Publishers like IKE, but will students?

Folio: The Magazine for Magazine Management, Jan 1, 1997 by Jennifer Sucov

What if subscribing to a magazine were as easy as pressing the "fast cash" button on an ATM? That's the idea behind IKE, the Inter-active Kiosk Experience.

Since the start of the 1996 school year, Campus Interaction, a division of INTER-action Media Corporation in Coral Gables, Florida, has set up IKE stations at nearly 50 colleges nationwide, from Ohio State to the University of California at San Diego. Each school has one terminal with three touch-screens, located in a high-traffic area such as the student union. The kiosks provide students with access to campus information, movie previews, music samples and a seamless way to subscribe to magazines.

"IKE is designed to give students the immediate gratification they want," says Jeff Scult, vice president/marketing for Campus INTER-action. Because IKE functions like an ATM - users are assigned a personal identification number (PIN) - Scult expects students to feel comfortable conducting monetary transactions over the closed network. They can preview content and subscribe immediately, transmitting credit-card data directly to the publisher or the fulfillment house.

"We're very interested in the college market," says Ilene Cohen, assistant subscription director for New York City-based Conde Nast Publications. "They're a very elusive group. It's difficult to sell subscriptions to them because they're always moving."

Cohen placed Glamour, Mademoiselle, Self and Details on the IKE service to supplement her own overtures to the college market, including direct mail and agencies like American Collegiate Marketing, University Subscription Services and Campus Subscriptions.

IKE operates like a traditional agency, says Scult. Subscription revenues are either shared with the publisher or kept by IKE, depending on the arrangement. A magazine might pay production costs - $7,500 for six months of updated screen graphics, including audio - and a $200-per-campus distribution fee. IKE currently absorbs all transaction costs and supports the hardware and network.

"This was a small percentage of our direct-marketing budget," says Gigi Panehal, subscription director for New York City-based Wenner Media. "It's reasonably priced." All three Wenner titles - rolling Stone, US and Men's Journal - are available on the service.

Currently, IKE offers 12 magazines; Scult plans to install kiosks on 150 campuses by next fall. Circulators, including Entertainment Weekly consumer marketing director Andy Sareyan, are only counting on a few thousand subscriptions a year from the service.
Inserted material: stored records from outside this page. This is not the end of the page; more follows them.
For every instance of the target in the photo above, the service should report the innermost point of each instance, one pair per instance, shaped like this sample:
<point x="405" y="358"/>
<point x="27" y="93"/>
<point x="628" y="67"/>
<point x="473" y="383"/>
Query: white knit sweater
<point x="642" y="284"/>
But they say IKE has other benefits.

"Beyond selling subscriptions, we also get exposure on the campuses," says Panehal. Even if students don't subscribe on IKE, she thinks they may be more likely to pick up the magazines in the campus bookstore after seeing them on the kiosks.

Eric Weil, president of Strategic Marketing Communications, Inc., a Ridgewood, New Jersey-based consultancy specializing in the college market, is more skeptical. "If you think college kids are going to stand in fine [at the one kiosk on campus] to buy a magazine, you,re naive."
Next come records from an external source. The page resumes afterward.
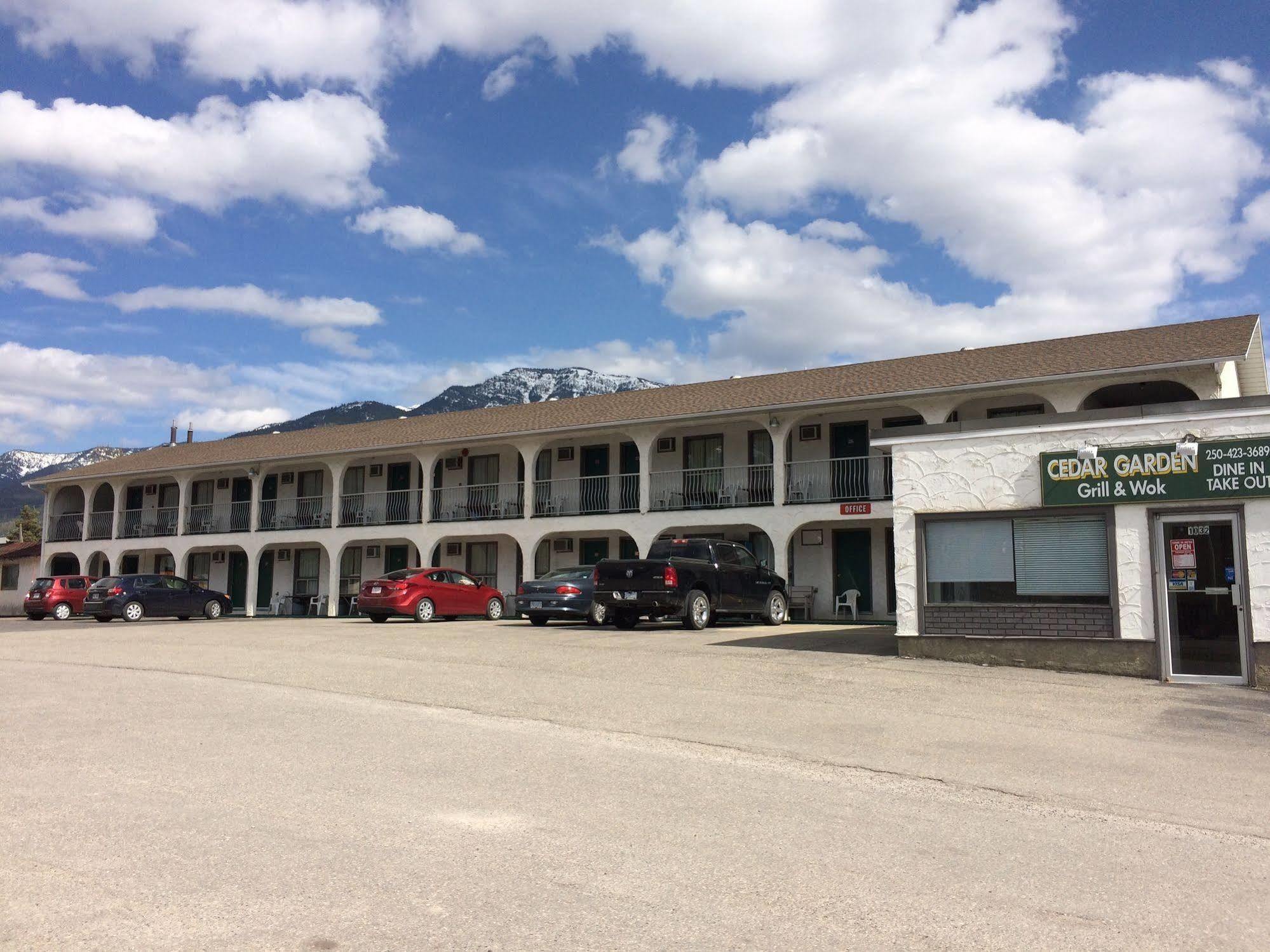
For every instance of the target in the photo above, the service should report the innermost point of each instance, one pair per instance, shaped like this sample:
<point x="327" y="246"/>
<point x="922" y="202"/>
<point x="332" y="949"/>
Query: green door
<point x="238" y="579"/>
<point x="395" y="558"/>
<point x="853" y="565"/>
<point x="264" y="580"/>
<point x="593" y="550"/>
Others say that when it comes to landing new subscribers, every little bit helps. According to Brooke McMurray, director of agency marketing for Time Inc., while college agency subs make up a small portion of total agency subs at the New York City-based publisher (Entertainment Weekly and People are available on IKE), the numbers are nothing to scoff at. "I'm not racking my brain every day to come up with new ways to sell subs to the college market," she says. "I'm racking my brain to figure out how to sell more subs, period. Anything that sells more is good."

IN BRIEF

IDG tests another Web title

* International Data Group,s Web Publishing Inc. introduced its fourth Web-only title, NC World, last month as a virtual insert on its three other sites. The new title will launch as a full-scale site in February at http://www.ncworldmag.com. "It will target corporate IS professionals interested in the burgeoning network computing market," says Web Publishing president Michael McCarthy. All four of Web Publishing's titles - NC World, Java World, Netscape World and Sun World - are advertiser supported and free for readers. The sites send out mid-month e-mails alerting their 30,000 to 50,000 subscribers to new issues and/or articles.
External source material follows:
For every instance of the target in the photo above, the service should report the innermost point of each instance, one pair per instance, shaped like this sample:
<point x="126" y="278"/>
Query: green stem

One key to Web publishing, McCarthy notes, is finding "a market in which the [demand for] information is high and the readers are ready to go online" - in other words, an audience that doesn't require costly "razzle-dazzle." Java World, the division's first title, is profitable and Sun World and Netscape World are expected to break even by the middle of this year, according to McCarthy, who adds that Java World is making enough money to pay for the current losses of Netscape World.

The titles were launched in cyberspace because publishing such highly technical magazines for such a specialized, and often limited, set of subscribers would most likely be too expensive for the print world.